Using ReactJS, I have two different API points that I am trying to get and restructure: students
and scores
. They are both an array of objects.
Your code mixes continuation callbacks and Promises. You'll find it easier to reason about it you use one approach for async flow control. Let's use Promises, because fetch
uses them.
// Refactor getStudents and getScores to return Promise for their response bodies
function getStudents(){
return fetch(`api/students`, {
headers: {
'Content-Type': 'application/json',
'Accept': 'application/json'
}
}).then((response) => response.json())
};
function getScores(){
return fetch(`api/scores`, {
headers: {
'Content-Type': 'application/json',
'Accept': 'application/json'
}
}).then((response) => response.json())
};
// Request both students and scores in parallel and return a Promise for both values.
// `Promise.all` returns a new Promise that resolves when all of its arguments resolve.

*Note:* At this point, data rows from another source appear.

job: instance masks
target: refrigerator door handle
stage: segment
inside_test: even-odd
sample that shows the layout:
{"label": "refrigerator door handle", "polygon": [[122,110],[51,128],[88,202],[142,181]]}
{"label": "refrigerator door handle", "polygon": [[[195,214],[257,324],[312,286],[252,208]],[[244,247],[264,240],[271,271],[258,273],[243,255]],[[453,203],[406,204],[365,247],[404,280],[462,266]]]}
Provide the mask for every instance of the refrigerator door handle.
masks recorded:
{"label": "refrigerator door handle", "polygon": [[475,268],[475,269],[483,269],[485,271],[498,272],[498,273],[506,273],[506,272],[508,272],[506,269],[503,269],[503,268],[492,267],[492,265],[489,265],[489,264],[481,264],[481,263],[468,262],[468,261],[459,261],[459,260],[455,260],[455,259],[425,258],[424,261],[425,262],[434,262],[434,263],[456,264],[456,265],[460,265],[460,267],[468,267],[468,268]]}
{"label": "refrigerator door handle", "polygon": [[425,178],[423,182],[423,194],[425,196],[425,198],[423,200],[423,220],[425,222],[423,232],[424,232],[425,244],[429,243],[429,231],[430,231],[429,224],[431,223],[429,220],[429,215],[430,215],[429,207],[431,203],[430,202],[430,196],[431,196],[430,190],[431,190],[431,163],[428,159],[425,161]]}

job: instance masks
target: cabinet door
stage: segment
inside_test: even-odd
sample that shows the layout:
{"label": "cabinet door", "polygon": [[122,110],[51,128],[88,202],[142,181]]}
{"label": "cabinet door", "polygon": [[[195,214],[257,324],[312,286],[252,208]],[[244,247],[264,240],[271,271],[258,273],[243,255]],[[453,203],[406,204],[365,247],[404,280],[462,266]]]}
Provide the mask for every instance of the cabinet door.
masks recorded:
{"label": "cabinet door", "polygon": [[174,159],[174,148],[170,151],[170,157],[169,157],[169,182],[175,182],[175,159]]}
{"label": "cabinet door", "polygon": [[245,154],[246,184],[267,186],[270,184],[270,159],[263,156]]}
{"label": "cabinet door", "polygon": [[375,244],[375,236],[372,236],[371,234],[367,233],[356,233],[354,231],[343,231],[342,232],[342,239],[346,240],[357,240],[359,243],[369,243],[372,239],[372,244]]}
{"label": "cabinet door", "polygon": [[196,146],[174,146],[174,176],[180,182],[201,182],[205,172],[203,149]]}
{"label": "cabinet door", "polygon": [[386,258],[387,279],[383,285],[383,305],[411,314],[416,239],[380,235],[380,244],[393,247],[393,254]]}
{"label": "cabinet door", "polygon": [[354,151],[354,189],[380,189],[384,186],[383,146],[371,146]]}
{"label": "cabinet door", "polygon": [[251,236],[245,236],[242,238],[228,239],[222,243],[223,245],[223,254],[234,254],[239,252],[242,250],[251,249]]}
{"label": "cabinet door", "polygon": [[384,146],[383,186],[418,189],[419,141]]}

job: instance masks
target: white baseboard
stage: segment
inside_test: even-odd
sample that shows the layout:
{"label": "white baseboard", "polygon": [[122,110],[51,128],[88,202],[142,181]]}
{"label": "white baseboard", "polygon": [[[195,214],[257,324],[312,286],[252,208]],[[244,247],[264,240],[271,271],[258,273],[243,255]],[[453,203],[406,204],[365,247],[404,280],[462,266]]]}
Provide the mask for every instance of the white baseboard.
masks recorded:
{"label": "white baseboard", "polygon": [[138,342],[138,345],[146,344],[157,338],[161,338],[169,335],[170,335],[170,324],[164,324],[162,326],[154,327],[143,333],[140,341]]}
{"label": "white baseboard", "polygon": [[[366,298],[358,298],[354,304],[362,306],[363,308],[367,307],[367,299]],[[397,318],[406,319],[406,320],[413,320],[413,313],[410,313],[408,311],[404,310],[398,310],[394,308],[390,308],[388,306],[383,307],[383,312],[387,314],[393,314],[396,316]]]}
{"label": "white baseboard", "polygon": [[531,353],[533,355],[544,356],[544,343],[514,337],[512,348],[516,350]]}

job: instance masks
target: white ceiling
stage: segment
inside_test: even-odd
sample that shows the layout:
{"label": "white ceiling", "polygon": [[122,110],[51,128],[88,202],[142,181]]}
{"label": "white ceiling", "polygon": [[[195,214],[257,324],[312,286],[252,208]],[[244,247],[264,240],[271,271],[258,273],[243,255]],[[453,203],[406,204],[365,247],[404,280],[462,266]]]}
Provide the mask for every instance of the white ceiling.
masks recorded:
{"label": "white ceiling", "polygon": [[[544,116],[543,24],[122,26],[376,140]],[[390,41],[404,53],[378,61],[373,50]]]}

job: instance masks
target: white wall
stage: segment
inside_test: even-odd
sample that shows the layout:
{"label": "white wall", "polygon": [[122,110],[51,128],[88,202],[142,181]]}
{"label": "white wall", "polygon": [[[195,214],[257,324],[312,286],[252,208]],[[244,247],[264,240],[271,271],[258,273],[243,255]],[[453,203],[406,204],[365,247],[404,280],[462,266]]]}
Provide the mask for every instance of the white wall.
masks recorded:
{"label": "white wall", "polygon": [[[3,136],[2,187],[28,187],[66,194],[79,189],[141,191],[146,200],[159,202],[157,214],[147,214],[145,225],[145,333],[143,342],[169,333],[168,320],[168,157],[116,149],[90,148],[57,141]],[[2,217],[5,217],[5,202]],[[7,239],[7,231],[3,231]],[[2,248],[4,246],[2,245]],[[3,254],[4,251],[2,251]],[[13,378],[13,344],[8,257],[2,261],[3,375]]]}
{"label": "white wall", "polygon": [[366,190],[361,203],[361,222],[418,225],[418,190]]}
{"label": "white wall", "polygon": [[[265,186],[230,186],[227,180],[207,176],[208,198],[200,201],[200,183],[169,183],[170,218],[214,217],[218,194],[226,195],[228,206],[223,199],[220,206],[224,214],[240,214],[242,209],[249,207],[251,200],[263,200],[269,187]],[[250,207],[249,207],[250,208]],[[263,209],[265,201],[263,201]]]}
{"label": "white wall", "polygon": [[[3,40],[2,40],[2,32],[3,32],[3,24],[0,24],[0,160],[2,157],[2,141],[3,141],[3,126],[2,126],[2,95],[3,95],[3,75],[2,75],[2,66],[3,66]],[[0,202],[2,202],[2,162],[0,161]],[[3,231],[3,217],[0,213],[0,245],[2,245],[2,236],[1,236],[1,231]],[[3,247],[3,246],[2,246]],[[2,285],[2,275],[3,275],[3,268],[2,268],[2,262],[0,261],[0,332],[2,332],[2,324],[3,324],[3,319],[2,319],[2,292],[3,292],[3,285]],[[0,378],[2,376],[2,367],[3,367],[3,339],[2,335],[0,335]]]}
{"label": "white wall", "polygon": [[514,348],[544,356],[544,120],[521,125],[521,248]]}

function getStudentsAndScores(){
return Promise.all([getStudents(), getScores()])
}
// When this Promise resolves, both values will be available.
getStudentsAndScores()
.then(([students, scores]) => {
// both have loaded!
console.log(students, scores);
})
As well as being simpler, this approach is more efficient because it makes both requests at the same time; your approach waited until the students were fetched before fetching the scores.